Reaching the top, she rolled over onto her back. Frenzied people cried out all around her, but all she could do was listen, their voices coming from around and above, all throughout the internalized world.

She focused on the sounds, on how enormous the Ignis sounded, and her panic started to wane. Inhabitants kept screaming about the darkness and the lack of power from the Core, but this was more light than she ever had.

“I’ll be okay, I’ll be okay,” she heard a tiny voice muttering nearby, over and over.
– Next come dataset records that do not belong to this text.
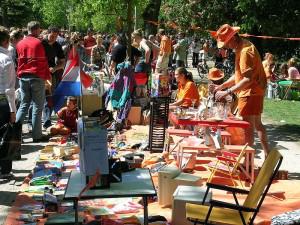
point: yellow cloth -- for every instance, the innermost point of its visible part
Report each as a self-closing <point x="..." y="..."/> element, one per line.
<point x="248" y="59"/>
<point x="188" y="92"/>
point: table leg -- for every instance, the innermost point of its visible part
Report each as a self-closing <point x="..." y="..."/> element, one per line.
<point x="252" y="166"/>
<point x="145" y="202"/>
<point x="76" y="211"/>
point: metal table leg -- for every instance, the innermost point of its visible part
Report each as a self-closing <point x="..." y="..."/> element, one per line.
<point x="145" y="202"/>
<point x="76" y="211"/>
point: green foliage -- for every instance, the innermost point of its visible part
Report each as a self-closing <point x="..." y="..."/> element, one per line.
<point x="15" y="12"/>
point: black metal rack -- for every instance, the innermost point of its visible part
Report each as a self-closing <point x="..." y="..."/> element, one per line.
<point x="159" y="111"/>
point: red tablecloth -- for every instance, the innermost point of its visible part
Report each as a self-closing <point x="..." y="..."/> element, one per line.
<point x="224" y="123"/>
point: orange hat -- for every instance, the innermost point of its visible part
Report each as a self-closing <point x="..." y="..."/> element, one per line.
<point x="224" y="34"/>
<point x="215" y="74"/>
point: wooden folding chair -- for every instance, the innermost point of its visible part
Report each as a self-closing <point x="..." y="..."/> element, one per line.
<point x="228" y="164"/>
<point x="219" y="212"/>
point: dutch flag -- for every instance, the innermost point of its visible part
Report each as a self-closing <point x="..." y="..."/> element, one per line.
<point x="72" y="79"/>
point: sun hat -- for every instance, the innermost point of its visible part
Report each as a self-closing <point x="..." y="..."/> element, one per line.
<point x="215" y="74"/>
<point x="224" y="34"/>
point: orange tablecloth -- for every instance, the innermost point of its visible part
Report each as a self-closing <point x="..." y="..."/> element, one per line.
<point x="224" y="123"/>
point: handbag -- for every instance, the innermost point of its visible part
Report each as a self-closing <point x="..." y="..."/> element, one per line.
<point x="10" y="141"/>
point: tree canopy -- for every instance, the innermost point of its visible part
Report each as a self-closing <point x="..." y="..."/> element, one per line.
<point x="258" y="17"/>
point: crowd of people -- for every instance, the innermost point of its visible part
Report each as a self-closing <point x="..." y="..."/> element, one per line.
<point x="33" y="61"/>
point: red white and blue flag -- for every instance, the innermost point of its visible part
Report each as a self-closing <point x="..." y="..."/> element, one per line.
<point x="72" y="79"/>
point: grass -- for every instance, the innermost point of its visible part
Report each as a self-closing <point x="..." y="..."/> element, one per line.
<point x="282" y="111"/>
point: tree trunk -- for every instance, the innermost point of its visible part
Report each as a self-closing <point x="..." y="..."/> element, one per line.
<point x="129" y="27"/>
<point x="3" y="16"/>
<point x="150" y="16"/>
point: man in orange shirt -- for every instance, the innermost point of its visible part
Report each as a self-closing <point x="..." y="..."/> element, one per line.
<point x="187" y="94"/>
<point x="89" y="43"/>
<point x="164" y="53"/>
<point x="249" y="82"/>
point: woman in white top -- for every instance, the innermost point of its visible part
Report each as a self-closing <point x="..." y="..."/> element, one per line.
<point x="7" y="94"/>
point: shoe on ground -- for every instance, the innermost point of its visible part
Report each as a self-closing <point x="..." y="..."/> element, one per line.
<point x="17" y="156"/>
<point x="7" y="176"/>
<point x="44" y="138"/>
<point x="47" y="124"/>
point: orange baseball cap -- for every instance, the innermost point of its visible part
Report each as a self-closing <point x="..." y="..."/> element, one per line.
<point x="224" y="34"/>
<point x="215" y="74"/>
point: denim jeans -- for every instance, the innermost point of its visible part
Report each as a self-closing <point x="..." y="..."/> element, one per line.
<point x="5" y="165"/>
<point x="32" y="89"/>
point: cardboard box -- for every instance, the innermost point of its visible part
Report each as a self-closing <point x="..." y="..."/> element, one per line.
<point x="135" y="115"/>
<point x="92" y="139"/>
<point x="90" y="103"/>
<point x="186" y="194"/>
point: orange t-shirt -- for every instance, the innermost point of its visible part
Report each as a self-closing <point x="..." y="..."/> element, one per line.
<point x="248" y="59"/>
<point x="188" y="92"/>
<point x="165" y="45"/>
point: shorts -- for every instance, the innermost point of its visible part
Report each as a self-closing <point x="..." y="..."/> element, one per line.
<point x="250" y="105"/>
<point x="162" y="63"/>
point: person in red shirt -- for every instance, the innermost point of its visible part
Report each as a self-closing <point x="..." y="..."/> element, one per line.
<point x="89" y="43"/>
<point x="33" y="71"/>
<point x="67" y="117"/>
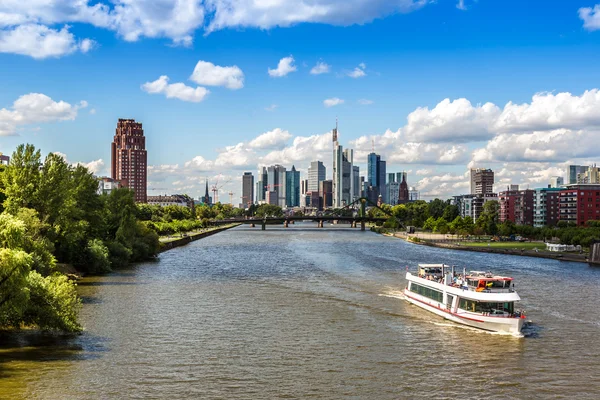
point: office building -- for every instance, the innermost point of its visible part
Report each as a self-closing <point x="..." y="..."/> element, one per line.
<point x="516" y="205"/>
<point x="247" y="189"/>
<point x="482" y="181"/>
<point x="292" y="187"/>
<point x="580" y="203"/>
<point x="276" y="186"/>
<point x="316" y="174"/>
<point x="129" y="157"/>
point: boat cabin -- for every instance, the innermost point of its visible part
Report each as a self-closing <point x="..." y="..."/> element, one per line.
<point x="486" y="281"/>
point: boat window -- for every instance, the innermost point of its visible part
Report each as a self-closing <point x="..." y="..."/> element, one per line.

She flipped over, ready to bolt until she realized that across the rocky outcrop sat a young boy, around her age. He held a dim flashlight against his chest so that it lit his chin, but his eyes were closed as he rocked back and forth. The light’s charge was low, and he squeezed it as if his hands might help power it longer.

Mission knew she shouldn’t, but it was too late. She was already exposed, and as soon as the power returned, she’d be found. But now that she was so far beyond her hole, that part of her that so gravely sought to be free of it took over. She felt bold again.

Crawling to the boy, she sat, legs folded, across from him.

“It’s only darkness,” she whispered. “It can’t hurt you.” She extended her hand, slowly, hovering just over his arm. Her throat went dry. Other than the babies and Alora, she’d never touched another human being. She pulled her hand away.

The boy peeked through one squinted eye. “How do you know? Listen to them.”

“I promise.”

He snatched her hand before she could do anything about it. Her heart skipped a beat. On instinct, she pulled, but his grip was strong enough to hold her until she calmed.

“Don’t leave me,” he said, voice shaking.

“I… I…”

He slowly tilted the light so it illuminated her face. He opened his one eye a bit more, then the other until he was staring straight into hers. His brow furrowed. “What’s your name? I’m Jacen.”

“I’m…” Mission swallowed, then gathered her breath. Her pulse started to race again. Every instinct told her to run away, find Alora in the darkness. But his grip held her steady. The warmth of his hands calmed her.

“I’m Mission,” she said.

* * *

“Hello, Mission,” I responded, as if she could hear me. Maybe she can.

The events of the blackout had drawn me from my couch, and now I sat directly in front of the main screen. As Jacen shined the light on Mission, I could see the color of her eyes in perfect clarity. They were the most beautiful things I could imagine, with more shades of green than even the grass in the virtual simulator.

I stayed there until my newly discovered body gave way to exhaustion, watching as Mission was introduced to her world—same as I was being to mine. And from that moment, I knew that somehow, I had to be a part of her show.